Study ‘highlights the extent of the UK’s mobile phone addiction’

12.09 | 8 August | | 0 comment

The road safety charity Brake has expressed concern about the extent to which people use their mobile phone and the ‘devastating impact’ this could have on road safety.

A new Ofcom study into mobile use, published on 2 August, found that the average Brit checks their phone every 12 minutes and spends nearly three and a half hours a day looking at a mobile device.

Brake says the findings are ‘unsurprising’, but stresses that a split-second distraction caused by a call, text or notification while driving can be fatal.
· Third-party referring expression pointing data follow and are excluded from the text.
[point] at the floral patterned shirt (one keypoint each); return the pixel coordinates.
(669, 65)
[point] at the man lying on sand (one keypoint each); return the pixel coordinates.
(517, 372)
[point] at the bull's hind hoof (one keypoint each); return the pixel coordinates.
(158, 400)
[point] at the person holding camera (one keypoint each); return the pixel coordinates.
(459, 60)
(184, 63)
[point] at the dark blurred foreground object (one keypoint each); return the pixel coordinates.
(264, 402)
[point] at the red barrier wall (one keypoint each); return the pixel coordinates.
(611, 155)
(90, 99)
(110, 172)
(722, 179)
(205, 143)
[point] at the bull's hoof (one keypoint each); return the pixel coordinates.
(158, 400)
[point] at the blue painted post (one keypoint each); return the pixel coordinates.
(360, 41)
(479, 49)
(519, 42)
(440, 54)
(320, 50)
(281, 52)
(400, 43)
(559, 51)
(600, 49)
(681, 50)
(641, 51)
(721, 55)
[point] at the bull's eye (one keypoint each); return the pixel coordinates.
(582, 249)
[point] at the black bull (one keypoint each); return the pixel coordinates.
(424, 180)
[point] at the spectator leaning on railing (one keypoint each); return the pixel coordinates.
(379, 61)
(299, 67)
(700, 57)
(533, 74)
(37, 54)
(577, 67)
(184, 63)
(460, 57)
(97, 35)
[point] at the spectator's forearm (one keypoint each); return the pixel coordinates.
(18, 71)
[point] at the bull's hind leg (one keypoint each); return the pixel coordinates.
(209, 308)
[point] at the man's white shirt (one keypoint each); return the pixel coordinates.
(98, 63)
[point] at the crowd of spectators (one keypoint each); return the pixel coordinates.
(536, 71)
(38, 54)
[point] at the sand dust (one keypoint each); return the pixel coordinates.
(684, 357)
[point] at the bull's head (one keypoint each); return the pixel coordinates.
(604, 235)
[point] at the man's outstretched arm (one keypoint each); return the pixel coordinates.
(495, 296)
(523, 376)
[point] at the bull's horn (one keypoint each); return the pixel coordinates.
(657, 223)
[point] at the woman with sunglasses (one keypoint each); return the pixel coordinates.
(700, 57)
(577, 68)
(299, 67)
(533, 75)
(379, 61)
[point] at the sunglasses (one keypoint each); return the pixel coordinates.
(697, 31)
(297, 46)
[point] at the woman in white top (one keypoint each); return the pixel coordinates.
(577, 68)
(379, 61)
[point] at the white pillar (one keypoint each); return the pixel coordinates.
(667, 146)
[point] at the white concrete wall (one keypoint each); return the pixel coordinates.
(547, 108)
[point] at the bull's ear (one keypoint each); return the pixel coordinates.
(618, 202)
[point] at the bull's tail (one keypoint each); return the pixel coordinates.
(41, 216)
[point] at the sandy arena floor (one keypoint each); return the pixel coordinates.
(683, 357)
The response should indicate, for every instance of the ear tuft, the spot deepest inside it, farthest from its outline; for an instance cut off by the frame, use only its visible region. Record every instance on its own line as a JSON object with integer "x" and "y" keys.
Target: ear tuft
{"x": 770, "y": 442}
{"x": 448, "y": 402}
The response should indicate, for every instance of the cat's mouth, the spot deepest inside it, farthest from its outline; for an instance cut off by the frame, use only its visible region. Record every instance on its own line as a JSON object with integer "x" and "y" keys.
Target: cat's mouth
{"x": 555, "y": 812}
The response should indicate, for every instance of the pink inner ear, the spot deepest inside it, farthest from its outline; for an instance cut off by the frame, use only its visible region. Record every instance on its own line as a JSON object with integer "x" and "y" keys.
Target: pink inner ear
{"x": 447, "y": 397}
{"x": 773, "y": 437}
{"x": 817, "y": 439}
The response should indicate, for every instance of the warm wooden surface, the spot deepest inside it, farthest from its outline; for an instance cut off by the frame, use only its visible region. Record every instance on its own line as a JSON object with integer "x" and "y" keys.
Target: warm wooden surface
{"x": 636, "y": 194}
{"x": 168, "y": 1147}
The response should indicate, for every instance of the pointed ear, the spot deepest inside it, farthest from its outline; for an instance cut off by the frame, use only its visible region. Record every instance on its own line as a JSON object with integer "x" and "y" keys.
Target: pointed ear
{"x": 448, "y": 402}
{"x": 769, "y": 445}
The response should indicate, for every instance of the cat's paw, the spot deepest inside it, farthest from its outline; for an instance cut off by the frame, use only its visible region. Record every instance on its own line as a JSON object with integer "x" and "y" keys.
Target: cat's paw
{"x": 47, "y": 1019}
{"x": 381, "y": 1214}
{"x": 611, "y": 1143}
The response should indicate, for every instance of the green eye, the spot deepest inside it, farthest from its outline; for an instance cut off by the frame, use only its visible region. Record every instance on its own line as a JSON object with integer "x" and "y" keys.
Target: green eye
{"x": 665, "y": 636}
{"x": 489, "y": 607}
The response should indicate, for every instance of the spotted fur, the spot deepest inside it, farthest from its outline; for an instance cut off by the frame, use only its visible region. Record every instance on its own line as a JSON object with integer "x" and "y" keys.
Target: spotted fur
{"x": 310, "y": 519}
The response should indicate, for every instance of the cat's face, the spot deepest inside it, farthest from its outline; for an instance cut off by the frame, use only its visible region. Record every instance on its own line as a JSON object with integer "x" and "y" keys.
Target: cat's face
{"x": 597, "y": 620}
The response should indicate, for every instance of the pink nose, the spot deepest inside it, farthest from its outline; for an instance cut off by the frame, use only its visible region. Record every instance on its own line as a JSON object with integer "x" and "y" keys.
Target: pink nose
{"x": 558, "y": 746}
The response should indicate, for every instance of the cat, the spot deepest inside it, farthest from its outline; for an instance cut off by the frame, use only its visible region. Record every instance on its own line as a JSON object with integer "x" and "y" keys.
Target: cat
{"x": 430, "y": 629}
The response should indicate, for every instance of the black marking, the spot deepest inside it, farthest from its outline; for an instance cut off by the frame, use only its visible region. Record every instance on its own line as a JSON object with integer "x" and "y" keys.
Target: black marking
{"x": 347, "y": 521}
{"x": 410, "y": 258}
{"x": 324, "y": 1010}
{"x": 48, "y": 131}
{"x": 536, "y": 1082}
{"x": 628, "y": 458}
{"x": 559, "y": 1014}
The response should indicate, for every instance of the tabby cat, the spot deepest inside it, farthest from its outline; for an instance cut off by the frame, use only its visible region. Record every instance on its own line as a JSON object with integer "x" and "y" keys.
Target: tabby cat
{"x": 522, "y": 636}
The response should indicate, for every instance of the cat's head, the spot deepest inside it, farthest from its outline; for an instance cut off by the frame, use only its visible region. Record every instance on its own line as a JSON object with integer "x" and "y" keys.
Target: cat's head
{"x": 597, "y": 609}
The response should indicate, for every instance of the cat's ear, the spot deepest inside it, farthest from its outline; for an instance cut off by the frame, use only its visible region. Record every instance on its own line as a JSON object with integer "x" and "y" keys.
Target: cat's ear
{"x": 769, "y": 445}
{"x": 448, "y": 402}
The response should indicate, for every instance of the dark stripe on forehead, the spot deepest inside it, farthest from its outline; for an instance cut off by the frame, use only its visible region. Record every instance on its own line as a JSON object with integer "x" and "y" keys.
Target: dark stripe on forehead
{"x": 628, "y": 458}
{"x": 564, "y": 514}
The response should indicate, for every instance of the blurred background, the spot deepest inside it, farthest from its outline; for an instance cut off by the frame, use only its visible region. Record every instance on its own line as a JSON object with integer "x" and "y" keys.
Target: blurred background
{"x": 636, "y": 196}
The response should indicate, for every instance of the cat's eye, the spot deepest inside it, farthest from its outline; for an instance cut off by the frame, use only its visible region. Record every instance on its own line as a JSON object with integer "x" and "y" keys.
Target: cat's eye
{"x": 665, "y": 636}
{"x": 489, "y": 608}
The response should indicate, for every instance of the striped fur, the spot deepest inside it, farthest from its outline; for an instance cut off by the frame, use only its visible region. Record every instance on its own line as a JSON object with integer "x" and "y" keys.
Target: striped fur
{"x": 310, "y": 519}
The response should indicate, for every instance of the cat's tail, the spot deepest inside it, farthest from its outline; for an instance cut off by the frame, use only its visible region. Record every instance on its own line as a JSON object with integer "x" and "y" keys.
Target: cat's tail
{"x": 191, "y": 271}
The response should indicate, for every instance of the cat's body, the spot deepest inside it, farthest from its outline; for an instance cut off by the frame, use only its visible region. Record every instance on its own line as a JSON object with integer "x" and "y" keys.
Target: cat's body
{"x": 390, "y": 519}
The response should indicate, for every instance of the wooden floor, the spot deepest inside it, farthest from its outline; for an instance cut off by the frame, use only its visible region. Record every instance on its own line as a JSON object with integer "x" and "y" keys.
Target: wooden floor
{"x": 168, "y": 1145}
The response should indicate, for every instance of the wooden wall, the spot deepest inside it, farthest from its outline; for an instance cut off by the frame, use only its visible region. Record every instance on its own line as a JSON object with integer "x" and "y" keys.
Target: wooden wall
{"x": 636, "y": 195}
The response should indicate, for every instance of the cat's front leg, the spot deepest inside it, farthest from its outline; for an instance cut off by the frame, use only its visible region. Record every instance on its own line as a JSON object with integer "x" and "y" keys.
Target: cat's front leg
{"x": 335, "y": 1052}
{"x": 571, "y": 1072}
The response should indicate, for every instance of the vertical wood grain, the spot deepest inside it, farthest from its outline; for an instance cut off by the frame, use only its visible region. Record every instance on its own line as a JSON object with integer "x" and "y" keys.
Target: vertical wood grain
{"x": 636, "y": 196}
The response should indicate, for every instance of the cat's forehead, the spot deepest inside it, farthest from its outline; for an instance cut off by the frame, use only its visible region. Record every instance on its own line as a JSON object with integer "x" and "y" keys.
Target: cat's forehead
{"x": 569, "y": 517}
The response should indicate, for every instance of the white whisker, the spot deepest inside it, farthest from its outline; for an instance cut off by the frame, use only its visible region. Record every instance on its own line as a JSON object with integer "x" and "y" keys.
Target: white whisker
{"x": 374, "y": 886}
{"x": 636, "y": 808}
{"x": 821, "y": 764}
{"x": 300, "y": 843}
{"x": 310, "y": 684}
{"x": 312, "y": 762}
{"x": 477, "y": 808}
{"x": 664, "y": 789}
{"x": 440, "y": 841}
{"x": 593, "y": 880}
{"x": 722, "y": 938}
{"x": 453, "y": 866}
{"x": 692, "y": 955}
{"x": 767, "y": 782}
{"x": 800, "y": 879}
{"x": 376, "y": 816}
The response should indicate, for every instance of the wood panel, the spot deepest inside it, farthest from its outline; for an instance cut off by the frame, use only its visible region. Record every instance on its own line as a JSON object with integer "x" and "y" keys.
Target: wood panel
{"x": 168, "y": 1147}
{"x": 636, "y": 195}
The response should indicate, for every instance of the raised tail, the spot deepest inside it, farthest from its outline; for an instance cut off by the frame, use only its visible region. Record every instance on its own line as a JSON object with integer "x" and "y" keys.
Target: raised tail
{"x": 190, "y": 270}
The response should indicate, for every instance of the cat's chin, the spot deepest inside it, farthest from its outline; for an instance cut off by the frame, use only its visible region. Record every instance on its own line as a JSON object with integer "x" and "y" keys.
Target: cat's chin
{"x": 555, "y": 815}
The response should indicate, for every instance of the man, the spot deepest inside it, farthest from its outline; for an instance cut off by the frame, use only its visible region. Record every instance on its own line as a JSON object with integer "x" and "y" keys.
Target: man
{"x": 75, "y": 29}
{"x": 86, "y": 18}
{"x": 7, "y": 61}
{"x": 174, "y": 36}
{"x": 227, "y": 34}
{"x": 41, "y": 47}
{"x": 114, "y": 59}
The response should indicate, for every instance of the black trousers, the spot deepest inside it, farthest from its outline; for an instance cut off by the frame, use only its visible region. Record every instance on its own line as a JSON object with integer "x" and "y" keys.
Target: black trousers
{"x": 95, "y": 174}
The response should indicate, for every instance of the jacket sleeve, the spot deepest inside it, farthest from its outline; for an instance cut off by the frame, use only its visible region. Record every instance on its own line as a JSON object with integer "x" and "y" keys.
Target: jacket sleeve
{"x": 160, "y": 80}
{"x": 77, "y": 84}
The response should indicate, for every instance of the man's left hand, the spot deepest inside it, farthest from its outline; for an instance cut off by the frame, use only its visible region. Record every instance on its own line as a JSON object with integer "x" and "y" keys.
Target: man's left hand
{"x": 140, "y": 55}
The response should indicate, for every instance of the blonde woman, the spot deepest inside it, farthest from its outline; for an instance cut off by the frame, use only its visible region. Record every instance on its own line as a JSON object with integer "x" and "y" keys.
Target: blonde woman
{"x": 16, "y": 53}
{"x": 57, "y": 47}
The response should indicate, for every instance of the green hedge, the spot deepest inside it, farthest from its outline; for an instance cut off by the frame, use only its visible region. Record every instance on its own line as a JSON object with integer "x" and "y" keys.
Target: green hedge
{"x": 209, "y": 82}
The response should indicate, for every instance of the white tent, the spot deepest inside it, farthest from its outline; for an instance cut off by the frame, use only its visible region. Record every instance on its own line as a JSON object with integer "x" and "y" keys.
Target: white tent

Figures show that in 2016, 32 people were killed and 105 seriously injured in crashes involving a driver being distracted by their mobile phone, and Brake says the problem is ‘getting worse year-on-year’.

Joshua Harris, Brake’s director of campaigns, said: “Illegal mobile phone use behind the wheel is all too common and action needs to be taken to rid our roads of this dangerous menace.

“We are calling on the Government to invest in greater awareness, more enforcement and tougher punishment of people who illegally use their phone at the wheel to provide an effective deterrent to this blight on our roads.

“Drivers need to understand that no call, text or social media update is worth risking a life.”

The RAC is also concerned about the dangers posed by drivers using a smartphone, and last year launched the ‘Be Phone smart’ campaign to ‘end handheld phone use at the wheel’.